【Understanding One-Shot NAS】2018-ICML-Understanding and Simplifying One-Shot Architecture Search-论文阅读

Understanding One-Shot NAS

2018-ICML-Understanding and Simplifying One-Shot Architecture Search

来源：ChenBong 博客园

Google Brain
Gabriel Bender、Quoc Le
Citation：183

Introduction

One promising direction is sharing weights between models: rather than training thousands of separate models from scratch, one can train a single large network capable of emulating any architecture in the search space.

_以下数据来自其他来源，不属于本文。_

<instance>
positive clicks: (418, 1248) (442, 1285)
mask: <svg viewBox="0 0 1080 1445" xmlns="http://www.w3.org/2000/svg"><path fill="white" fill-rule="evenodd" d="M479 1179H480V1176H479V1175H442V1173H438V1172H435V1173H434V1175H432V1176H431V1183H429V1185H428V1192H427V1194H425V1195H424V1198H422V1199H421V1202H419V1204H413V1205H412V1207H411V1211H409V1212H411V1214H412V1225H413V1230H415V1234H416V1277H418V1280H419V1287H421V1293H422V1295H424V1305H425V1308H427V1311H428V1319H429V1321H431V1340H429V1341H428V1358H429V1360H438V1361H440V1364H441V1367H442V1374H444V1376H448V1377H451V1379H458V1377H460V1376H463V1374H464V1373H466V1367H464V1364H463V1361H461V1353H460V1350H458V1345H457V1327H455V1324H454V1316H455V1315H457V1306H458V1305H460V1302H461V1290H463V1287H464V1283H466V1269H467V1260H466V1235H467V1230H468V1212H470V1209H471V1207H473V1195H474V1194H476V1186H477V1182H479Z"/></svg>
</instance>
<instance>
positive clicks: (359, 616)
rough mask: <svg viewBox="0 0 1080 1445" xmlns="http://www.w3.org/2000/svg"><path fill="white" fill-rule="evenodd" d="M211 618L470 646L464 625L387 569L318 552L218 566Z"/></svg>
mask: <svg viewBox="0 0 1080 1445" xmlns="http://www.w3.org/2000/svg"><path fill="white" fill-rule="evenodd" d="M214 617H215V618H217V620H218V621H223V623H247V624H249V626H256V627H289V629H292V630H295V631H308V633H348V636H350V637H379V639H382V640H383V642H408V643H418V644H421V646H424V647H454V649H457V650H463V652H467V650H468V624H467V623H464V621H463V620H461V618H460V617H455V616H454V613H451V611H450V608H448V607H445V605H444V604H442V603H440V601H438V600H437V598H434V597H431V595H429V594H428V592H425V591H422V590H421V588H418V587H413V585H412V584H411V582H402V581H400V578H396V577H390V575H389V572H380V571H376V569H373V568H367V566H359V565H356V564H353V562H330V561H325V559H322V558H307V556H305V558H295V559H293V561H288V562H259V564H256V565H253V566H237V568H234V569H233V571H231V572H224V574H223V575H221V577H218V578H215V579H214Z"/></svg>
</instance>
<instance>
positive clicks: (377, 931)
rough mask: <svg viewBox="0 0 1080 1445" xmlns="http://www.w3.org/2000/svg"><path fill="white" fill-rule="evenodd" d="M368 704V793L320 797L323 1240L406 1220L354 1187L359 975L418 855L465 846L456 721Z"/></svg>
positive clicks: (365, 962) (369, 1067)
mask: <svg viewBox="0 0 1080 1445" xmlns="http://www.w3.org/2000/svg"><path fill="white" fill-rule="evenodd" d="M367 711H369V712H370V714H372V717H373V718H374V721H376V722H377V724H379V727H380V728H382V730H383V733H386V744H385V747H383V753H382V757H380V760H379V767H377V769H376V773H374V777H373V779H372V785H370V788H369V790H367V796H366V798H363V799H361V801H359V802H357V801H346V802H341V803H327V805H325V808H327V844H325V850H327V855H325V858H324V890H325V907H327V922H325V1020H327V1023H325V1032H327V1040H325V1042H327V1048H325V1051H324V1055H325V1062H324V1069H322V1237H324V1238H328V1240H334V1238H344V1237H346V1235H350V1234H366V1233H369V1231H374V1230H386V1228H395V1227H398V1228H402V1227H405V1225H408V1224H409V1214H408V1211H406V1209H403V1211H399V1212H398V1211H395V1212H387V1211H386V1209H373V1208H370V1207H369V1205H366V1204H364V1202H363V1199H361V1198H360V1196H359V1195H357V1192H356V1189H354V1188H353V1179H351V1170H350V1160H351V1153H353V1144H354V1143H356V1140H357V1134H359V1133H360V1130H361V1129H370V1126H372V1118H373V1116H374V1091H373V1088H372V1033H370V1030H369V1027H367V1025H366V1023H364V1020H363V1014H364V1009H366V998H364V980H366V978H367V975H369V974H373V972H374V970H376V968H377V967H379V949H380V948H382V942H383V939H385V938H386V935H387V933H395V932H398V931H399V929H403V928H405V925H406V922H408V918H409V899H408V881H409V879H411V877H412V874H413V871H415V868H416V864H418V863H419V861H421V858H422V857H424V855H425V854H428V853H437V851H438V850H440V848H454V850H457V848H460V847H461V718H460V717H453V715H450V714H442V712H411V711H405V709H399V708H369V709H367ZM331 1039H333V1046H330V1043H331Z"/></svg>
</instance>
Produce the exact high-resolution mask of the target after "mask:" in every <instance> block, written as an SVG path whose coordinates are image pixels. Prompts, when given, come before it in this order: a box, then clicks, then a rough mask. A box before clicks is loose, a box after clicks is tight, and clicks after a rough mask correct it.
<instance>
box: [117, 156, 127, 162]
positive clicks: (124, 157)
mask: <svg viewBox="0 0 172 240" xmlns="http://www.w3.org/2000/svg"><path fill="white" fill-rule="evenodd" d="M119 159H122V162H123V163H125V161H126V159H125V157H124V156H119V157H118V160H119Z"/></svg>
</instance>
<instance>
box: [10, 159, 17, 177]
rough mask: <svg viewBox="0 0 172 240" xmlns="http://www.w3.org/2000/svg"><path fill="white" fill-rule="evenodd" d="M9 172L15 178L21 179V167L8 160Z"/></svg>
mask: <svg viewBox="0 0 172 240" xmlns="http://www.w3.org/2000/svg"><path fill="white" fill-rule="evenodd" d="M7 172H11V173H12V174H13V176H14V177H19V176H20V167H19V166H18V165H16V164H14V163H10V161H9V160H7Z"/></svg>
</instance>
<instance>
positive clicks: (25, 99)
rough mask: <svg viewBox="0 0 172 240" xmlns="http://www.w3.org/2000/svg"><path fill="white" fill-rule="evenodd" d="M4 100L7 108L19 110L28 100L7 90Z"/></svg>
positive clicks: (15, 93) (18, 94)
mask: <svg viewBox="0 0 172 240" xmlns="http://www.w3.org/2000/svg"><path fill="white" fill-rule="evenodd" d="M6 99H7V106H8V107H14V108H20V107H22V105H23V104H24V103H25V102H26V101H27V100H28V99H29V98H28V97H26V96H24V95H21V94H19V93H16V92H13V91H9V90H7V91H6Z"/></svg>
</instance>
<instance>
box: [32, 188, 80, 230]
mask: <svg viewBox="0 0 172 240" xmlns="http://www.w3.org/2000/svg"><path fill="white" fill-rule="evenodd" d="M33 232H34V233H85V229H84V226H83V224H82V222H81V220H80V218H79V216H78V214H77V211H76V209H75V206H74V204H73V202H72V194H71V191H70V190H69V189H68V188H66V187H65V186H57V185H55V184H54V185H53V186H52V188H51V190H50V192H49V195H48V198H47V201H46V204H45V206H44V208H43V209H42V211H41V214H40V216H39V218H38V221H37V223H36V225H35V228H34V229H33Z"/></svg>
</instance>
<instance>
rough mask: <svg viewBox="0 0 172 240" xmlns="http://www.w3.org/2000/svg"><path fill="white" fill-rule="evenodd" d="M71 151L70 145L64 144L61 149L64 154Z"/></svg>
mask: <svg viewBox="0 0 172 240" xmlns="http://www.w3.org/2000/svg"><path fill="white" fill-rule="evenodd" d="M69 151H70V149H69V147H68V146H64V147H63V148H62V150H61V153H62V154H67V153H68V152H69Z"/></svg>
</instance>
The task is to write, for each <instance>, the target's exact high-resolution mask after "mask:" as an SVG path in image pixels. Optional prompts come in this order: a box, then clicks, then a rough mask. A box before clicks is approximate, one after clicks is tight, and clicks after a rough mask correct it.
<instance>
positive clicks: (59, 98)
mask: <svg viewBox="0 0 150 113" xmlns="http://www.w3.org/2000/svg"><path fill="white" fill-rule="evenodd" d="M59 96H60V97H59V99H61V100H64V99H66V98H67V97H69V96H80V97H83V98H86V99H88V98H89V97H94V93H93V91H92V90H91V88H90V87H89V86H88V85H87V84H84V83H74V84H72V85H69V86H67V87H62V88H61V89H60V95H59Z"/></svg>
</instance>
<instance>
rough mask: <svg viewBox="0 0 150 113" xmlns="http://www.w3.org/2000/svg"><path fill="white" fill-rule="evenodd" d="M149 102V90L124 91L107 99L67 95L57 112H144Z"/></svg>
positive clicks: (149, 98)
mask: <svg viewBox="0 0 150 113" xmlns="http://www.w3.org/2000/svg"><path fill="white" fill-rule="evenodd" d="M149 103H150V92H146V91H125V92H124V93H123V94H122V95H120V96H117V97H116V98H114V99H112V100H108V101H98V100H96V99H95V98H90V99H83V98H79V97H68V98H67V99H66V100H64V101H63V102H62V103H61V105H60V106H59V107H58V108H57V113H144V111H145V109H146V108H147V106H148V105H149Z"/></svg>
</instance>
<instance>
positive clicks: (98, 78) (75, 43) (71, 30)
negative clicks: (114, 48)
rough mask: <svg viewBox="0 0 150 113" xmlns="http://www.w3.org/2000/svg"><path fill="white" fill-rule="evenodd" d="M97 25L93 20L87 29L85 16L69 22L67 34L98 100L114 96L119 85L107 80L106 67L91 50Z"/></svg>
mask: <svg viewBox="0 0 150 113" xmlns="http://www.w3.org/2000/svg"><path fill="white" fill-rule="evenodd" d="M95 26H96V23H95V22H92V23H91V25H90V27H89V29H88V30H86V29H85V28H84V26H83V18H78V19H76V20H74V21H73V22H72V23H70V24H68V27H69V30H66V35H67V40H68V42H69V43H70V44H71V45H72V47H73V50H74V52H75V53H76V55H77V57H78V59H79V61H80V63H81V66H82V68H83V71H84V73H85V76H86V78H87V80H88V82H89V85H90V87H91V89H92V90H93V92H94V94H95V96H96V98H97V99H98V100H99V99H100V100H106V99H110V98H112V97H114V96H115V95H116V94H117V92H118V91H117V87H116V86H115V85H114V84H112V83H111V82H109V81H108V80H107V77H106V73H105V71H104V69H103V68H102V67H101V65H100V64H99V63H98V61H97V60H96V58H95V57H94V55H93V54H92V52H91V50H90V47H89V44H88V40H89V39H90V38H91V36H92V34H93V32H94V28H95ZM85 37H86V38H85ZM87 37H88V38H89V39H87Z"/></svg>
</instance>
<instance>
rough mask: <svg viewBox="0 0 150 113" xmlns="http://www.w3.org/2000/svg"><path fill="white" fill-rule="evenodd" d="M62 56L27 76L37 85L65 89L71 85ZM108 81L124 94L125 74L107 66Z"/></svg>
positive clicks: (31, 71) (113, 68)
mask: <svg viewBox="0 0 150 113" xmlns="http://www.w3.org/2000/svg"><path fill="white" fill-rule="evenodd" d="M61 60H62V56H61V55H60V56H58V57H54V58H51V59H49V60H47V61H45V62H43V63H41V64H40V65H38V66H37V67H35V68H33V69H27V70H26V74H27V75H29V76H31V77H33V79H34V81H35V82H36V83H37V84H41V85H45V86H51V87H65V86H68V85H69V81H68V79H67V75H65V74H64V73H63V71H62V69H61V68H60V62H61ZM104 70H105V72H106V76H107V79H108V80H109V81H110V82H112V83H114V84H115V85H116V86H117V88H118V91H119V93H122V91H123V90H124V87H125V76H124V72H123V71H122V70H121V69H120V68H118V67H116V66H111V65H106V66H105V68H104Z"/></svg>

权重共享是一个有潜力的方向，因为不必从头训练许多网络，只需要训练一个大网络，就可以从中抽样出不同的网络结构（进行评估）。

A simple example is shown in Figure 1, where we have the option of applying either a 3x3 convolution, a 5x5 convolution, or a max-pooling layer at a particular position in the network.

Instead of training three separate models, we can train a single model containing all three operations (the one-shot model).

如果图1所示的一个网络block，训练时3个操作都启用，但评估（抽样）时，只启用其中一个。

这样就不用训练3个不同的模型，只需要训练一个包含3个操作的模型。训练时会给3个不同的操作都学习各自的权重。

The size of the search space grows exponentially with the number of choices, while the size of the one-shot model grows only linearly.

当搜索空间增加时，传统的子网络数量会指数增加，而one-shot model只会线性增加。

The same weights are used to evaluate many different architectures, reducing the resources required to run an architecture search by orders of magnitude.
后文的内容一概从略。